Roy HamiltonRoy Hamilton, during his illustrious 15-year singing career, was known by many nicknames: Mr. Rock and Soul, The Gentle Giant, and, most notably, The Golden Boy of Song. But few of these nicknames fully encompass the majesty of his voice, the influence he had on the artists of his generation, or the legacy his music has left behind. He was idolized by Elvis Presley, emulated by Jackie Wilson and Brook Benton, and covered by the Righteous Brothers. And his voice and legacy have earned him a place in the annals of history for years to come.
Born on April 16, 1929, in Leesburg, Georgia, Roy began his journey into music history singing in his local church choir at the tender age of six. He continued molding his voice within the church when his family moved to Jersey City, New Jersey when Roy was 14, becoming a featured soloist in the Central Baptist Church Choir. In high school, believing his destiny set for singing, he soon turned his path towards the performing arts.

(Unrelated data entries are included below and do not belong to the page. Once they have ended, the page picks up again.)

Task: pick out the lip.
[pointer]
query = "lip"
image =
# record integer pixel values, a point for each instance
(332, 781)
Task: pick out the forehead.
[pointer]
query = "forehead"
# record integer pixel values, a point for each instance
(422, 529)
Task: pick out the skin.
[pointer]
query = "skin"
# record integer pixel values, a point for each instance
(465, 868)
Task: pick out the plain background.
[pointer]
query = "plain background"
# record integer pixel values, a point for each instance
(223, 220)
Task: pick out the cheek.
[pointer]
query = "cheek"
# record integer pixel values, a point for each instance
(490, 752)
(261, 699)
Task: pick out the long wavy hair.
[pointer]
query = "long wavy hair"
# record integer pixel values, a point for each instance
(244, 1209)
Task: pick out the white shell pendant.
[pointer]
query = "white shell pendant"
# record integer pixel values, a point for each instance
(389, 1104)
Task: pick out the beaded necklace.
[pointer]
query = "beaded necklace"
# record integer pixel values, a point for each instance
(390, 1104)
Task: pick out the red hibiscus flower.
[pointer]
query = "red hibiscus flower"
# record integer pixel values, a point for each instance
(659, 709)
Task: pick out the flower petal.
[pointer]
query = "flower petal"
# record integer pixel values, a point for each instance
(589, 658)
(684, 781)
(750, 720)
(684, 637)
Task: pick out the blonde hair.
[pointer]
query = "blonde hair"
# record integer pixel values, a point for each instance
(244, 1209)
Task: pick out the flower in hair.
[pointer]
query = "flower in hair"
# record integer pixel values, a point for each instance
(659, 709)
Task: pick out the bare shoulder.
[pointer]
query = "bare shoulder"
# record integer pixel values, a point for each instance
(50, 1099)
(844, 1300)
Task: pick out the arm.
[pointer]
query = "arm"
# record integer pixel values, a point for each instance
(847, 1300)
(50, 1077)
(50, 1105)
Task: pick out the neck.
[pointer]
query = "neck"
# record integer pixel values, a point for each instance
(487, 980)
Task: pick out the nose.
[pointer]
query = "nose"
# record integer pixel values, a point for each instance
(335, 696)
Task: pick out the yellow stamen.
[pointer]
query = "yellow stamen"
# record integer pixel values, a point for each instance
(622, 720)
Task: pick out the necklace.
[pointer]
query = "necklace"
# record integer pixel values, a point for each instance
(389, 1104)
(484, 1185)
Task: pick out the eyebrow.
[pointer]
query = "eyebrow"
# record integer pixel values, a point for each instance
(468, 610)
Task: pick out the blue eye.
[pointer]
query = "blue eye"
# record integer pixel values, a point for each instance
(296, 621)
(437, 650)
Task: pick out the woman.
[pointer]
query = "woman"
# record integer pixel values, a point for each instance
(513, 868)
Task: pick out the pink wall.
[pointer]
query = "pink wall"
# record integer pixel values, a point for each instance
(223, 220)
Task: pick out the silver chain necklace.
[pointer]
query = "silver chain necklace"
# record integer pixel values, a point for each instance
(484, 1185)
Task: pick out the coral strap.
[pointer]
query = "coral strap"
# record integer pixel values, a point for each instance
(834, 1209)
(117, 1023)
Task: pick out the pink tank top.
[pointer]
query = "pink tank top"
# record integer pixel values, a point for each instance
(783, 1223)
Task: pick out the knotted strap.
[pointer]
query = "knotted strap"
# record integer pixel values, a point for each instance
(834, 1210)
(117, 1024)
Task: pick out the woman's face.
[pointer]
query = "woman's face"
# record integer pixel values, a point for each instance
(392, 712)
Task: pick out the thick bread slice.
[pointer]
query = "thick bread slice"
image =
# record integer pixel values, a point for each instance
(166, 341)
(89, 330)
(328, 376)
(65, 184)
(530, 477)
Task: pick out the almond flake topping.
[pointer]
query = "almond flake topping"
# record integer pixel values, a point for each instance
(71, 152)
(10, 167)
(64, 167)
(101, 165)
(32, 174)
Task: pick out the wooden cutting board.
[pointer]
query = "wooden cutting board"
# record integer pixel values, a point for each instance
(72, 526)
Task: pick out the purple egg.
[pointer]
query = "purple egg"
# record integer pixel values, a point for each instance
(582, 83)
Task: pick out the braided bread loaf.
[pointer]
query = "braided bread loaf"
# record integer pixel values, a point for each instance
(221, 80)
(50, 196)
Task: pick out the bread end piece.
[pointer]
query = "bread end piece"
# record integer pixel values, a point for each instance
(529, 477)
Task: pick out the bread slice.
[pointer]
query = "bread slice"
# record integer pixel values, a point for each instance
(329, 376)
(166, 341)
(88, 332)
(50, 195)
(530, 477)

He also became a boxer and attained six victories as an amateur heavyweight before becoming put off by the violence of the sport.
In 1948, Roy continued to perfect his signature baritone as a member of a gospel quartet called The Searchlight Singers. Soon, however, he yearned for the solo spotlight and began performing in clubs throughout New Jersey and New York. It was there that he met his future manager, Bill Cook, a DJ who hosted a live radio program at the Caravan Club in Newark, NJ in 1953. Roy tore down the house with the song that would become his first hit, You’ll Never Walk Alone. From there, Bill took Roy under his wing as his manager, and Roy was signed to Columbia Records, his first major label, in December of that year.